“I’ve never seen anything that awful in my life. It was horrific. I’ve had nightmares, and I still see him when I close my eyes.”
Veronika Larson found the chestnut gelding named Douglas dead in his stall around noon on November 27. He is one of six horses that reportedly died in 2013 at Breighmara Equestrian Facility. The Nova Scotia farm is owned by Cecile (CeCe) Young.
While it is unknown what caused the chestnut gelding’s death, an investigation was launched by the Royal Canadian Mounted Police and Nova Scotia’s Department of Agriculture.
When Larson found Douglas’s lifeless body, she says none of the horses in the barn had hay or water. There was no one at the barn and no grain in the feed room. Larson was at the barn picking up her equipment. The horse she leased was euthanized on November 20, reportedly from colic and ulcers. “I do know that we bagged Clancy’s meals individually and sometimes there were previous days’ meals not fed when I arrived.”
While there, Larson took another picture of a grey Appaloosa gelding named Pepper laying down, his spine protruding through his skin.
Concerned local, Erica Saunders Dunlap, tells Rate My Horse PRO one of the Department of Agriculture’s veterinarians visited Breighmara Equestrian on November 28, the day after the photos of the horses were taken, “to assess the condition of horses on site.”
The grey gelding was dead by November 30.
Three horses dead in three weeks. Is it a case of bad luck or were these horses neglected by the stable that advertises full service boarding, training, and lessons to the public? “Our goal is to provide you with the best in care, safety and training,” states the farm’s website.
Cpl. Scott MacRae, spokesman for RCMP, said his agency was contacted initially by the Department of Agriculture regarding allegations of mistreatment and abuse of horses. When asked why complainants we spoke with had not been contacted by RCMP investigators he advised a complaint only starts the investigation process. “Information is valuable. Anyone with information that wants to bring it forward should go to their local detachment and bring in their evidence. We encourage people to come forward.”

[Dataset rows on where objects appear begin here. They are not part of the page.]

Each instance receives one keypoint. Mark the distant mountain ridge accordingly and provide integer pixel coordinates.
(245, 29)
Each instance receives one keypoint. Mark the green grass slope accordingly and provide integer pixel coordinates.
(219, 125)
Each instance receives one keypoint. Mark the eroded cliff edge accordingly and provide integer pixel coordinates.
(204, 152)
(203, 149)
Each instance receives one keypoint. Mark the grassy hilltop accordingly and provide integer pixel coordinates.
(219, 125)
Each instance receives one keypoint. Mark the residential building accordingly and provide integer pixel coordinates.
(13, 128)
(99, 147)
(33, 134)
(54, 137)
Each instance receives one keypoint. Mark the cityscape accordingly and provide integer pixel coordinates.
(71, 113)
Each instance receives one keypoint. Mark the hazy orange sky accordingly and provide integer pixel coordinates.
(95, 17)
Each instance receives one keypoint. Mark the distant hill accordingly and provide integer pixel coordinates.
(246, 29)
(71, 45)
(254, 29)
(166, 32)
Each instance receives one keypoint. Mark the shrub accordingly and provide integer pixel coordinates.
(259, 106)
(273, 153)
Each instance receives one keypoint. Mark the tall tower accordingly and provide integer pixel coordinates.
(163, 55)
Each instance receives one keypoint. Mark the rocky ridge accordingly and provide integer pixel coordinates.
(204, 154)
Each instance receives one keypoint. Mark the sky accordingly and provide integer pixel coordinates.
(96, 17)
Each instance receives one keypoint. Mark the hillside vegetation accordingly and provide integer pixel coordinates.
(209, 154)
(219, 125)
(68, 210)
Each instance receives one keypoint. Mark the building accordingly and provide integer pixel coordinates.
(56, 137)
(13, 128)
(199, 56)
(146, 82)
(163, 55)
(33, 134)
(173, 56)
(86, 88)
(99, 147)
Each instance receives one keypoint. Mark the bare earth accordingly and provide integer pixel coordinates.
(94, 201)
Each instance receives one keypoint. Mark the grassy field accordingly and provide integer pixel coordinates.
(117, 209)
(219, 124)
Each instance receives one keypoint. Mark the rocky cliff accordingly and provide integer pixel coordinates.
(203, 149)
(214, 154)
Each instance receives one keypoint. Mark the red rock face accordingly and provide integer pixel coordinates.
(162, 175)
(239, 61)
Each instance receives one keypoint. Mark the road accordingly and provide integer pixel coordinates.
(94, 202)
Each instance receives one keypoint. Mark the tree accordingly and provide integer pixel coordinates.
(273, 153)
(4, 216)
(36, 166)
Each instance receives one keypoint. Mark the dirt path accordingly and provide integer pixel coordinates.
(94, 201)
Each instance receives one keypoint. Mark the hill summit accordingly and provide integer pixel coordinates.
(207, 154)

Another complaint was received by RCMP. The stable’s owner, Young, alleges she is being harassed, according to Cpl. MacRae. Her complaint is also being investigated.
We were unable to reach Young by phone. The woman answering said Young was unavailable, when we pressed asking if she was Young, she hung up the phone. Our attempts after that were also unsuccessful.
Krista Higdon, a spokeswoman for the DOA, said the agency did receive a complaint and there is an on-going investigation. She confirmed a veterinarian went to the farm, but she would not discuss the date or outcome of the visit.
Higdon verified this isn’t the first time there have been complaints regarding Young’s facility near Halifax, although she said those complaints were unfounded. “A complaint is unfounded when no violation of the Animal Protection Act is found during inspection,” Higdon said.
We spoke to previous boarders who filed complaints with the department after the death of two horses in January. Leigh-Ann Mac Divitt and her friend pulled their horses from the stable after she says conditions continued to deteriorate. Divitt said Animal Welfare Inspector, Merridy Rankin took her statement regarding frozen buckets, and the regular lack of food and water. The farm doesn’t have electricity and is powered by a generator. When it runs out of fuel, the well is unable to pump water.
Divitt never received an answer regarding if an investigation took place despite her numerous inquiries. All Divitt knows, is four more horses have died since her complaint was made.
She and a group of local horse owners say they are concerned the agencies aren’t doing enough for the dozen or so horses remaining on the property. Feed donations have been made to help in the short-term and volunteers are helping with chores, but neither are long-term solutions for what they say is an continuing problem.
Carlene Walsh also boarded at the farm. Despite her horse being an easy keeper, she says he lost so much weight, she had to buy a new saddle after he became so slight. “When I brought up the issue I learned she wasn’t feeding him what he was supposed to be eating – she had him on sweet feed and she knew he had foundered before.” The barn would also regularly run out of hay, according to Walsh.
Walsh says she showed up after lunchtime one day and couldn’t believe what she found. “The horses were still inside from the night before. They hadn’t had breakfast, they didn’t have water, and the stalls hadn’t been cleaned.” When Walsh tried to feed the horses there was only grain, no hay. “I gave them grain and water, but that’s all I could do.”
Walsh said, “we need better laws to protect horses from being neglected.”
The Animal Protection Act is supposed to provide protection for all farm animals including horses, allowing investigators to conduct inspections, bring charges, seize animals in distress, and provide immediate and appropriate care. We have requested statistics from the DOA regarding the number of seizures and charges brought from the past five years.
A previously unreleased photo shows the body condition of two horses in July 2013. The mare Wicka is on the right and Trinity is on the left.
Natasha Cohoon, the farm’s barn manager and riding instructor, owned Wicka until the mare’s death in September 2013.